Function: ellgroup
Section: elliptic_curves
C-Name: ellgroup0
Prototype: GDGD0,L,
Help: ellgroup(E,{p},{flag}): given an elliptic curve E defined over
 a finite field Fq, return the structure of the group E(Fq); for other fields
 of definition K, p must define a finite residue field
 (p prime for K = Qp or Q; p a maximal ideal for K a number field) and we
 return the structure of the (nonsingular) reduction of E.
 If flag is 1, return also generators, the curve equation must be minimal at p.
Doc:
 Let \kbd{E} be an \kbd{ell} structure as output by \kbd{ellinit}, attached
 to an elliptic curve $E/K$. We first describle the function when the field
 $K = \F_q$ is finite, it computes the structure of the finite abelian group
 $E(\F_q)$:

 \item if $\fl = 0$, return the structure $[]$ (trivial group) or $[d_1]$
 (nontrivial cyclic group) or $[d_1,d_2]$ (noncyclic group) of
 $E(\F_q) \sim \Z/d_1\Z \times \Z/d_2\Z$, with $d_2\mid d_1$.

 \item if $\fl = 1$, return a triple $[h,\var{cyc},\var{gen}]$, where
 $h$ is the curve cardinality, \var{cyc} gives the group structure as a
 product of cyclic groups (as per $\fl = 0$). More precisely, if $d_2 > 1$,
 the output is $[d_1d_2, [d_1,d_2], [P,Q]]$ where $P$ is
 of order $d_1$ and $[P,Q]$ generates the curve.
 \misctitle{Caution} It is not guaranteed that $Q$ has order $d_2$, which in
 the worst case requires an expensive discrete log computation. Only that
 \kbd{ellweilpairing}$(E, P, Q, d_1)$ has order $d_2$.

 For other fields of definition and $p$ defining a finite residue field
 $\F_q$, return the structure of the reduction of $E$: the argument
 $p$ is best left omitted if $K = \Q_\ell$ (else we must have $p = \ell$) and
 must be a prime number ($K = \Q$) or prime ideal ($K$ a general number field)
 with residue field $\F_q$ otherwise. The curve is allowed to have bad
 reduction at $p$ and in this case we consider the (cyclic) group of
 nonsingular points for the reduction of a minimal model at $p$.

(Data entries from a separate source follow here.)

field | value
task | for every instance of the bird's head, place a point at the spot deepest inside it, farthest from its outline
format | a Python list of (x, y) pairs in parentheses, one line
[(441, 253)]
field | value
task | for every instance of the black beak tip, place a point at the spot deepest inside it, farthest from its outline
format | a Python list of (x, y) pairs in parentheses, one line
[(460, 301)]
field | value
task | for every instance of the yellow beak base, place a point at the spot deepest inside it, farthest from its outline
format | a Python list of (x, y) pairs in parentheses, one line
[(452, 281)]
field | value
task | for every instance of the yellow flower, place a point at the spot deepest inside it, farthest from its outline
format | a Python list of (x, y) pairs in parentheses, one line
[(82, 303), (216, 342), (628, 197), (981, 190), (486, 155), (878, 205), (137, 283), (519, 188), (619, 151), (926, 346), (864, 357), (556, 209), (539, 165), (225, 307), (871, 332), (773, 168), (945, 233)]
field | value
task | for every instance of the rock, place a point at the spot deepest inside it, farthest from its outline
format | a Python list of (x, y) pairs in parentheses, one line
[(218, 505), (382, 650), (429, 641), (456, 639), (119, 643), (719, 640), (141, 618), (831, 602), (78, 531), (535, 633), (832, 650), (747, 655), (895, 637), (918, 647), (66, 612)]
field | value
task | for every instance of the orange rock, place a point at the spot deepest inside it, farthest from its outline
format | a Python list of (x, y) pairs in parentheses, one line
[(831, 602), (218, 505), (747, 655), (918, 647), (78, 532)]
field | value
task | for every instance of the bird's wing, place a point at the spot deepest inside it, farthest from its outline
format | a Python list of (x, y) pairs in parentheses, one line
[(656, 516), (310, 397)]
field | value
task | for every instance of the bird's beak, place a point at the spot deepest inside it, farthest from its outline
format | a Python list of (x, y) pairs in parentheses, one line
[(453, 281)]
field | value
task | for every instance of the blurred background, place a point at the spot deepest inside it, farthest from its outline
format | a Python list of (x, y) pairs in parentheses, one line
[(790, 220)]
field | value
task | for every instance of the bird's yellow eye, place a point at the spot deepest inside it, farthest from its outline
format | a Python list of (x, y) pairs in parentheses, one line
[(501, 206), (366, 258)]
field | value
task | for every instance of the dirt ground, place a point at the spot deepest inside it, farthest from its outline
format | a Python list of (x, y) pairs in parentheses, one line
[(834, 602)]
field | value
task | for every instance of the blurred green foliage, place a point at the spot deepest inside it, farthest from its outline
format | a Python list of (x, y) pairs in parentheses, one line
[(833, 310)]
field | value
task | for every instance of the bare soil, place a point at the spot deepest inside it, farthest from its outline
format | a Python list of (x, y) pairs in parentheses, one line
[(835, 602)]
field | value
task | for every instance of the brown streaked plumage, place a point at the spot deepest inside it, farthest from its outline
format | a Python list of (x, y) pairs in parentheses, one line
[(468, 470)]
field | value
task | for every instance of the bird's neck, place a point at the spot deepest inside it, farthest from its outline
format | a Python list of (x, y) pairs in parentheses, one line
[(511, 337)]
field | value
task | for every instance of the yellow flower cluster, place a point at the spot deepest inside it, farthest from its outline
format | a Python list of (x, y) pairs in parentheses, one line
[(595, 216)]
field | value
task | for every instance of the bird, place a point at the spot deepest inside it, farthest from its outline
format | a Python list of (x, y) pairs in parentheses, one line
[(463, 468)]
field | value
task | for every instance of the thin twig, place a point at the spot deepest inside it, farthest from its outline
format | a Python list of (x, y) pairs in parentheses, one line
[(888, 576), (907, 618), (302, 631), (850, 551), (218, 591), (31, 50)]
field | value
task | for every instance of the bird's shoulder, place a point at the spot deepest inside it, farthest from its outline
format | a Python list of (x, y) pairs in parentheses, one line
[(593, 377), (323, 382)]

 If $\fl = 0$, the equation not be minimal or even integral at $p$; of course,
 a minimal model will be more efficient.

 If $\fl = 1$, the requested generators depend on the model, which must then
 be minimal at $p$, otherwise an exception is thrown. Use
 \kbd{ellintegralmodel} and/or \kbd{ellocalred} first to reduce to this case.

 \bprog
 ? E = ellinit([0,1]);  \\ y^2 = x^3 + 0.x + 1, defined over Q
 ? ellgroup(E, 7)
 %2 = [6, 2] \\ Z/6 x Z/2, noncyclic
 ? E = ellinit([0,1] * Mod(1,11));  \\ defined over F_11
 ? ellgroup(E)   \\ no need to repeat 11
 %4 = [12]
 ? ellgroup(E, 11)   \\ ... but it also works
 %5 = [12]
 ? ellgroup(E, 13) \\ ouch, inconsistent input!
    ***   at top-level: ellgroup(E,13)
    ***                 ^--------------
    *** ellgroup: inconsistent moduli in Rg_to_Fp:
      11
      13
 ? ellgroup(E, 7, 1)
 %6 = [12, [6, 2], [[Mod(2, 7), Mod(4, 7)], [Mod(4, 7), Mod(4, 7)]]]
 @eprog\noindent
 Let us now consider curves of bad reduction, in this case we return the
 structure of the (cyclic) group of nonsingular points, satisfying
 $\#E_{ns}(\F_p) = p - a_p$:
 \bprog
 ? E = ellinit([0,5]);
 ? ellgroup(E, 5, 1)
 %2 = [5, [5], [[Mod(4, 5), Mod(2, 5)]]]
 ? ellap(E, 5)
 %3 = 0 \\ additive reduction at 5
 ? E = ellinit([0,-1,0,35,0]);
 ? ellgroup(E, 5, 1)
 %5 = [4, [4], [[Mod(2, 5), Mod(2, 5)]]]
 ? ellap(E, 5)
 %6 = 1 \\ split multiplicative reduction at 5
 ? ellgroup(E, 7, 1)
 %7 = [8, [8], [[Mod(3, 7), Mod(5, 7)]]]
 ? ellap(E, 7)
 %8 = -1 \\ nonsplit multiplicative reduction at 7
 @eprog

Variant: Also available is \fun{GEN}{ellgroup}{GEN E, GEN p}, corresponding
 to \fl = 0.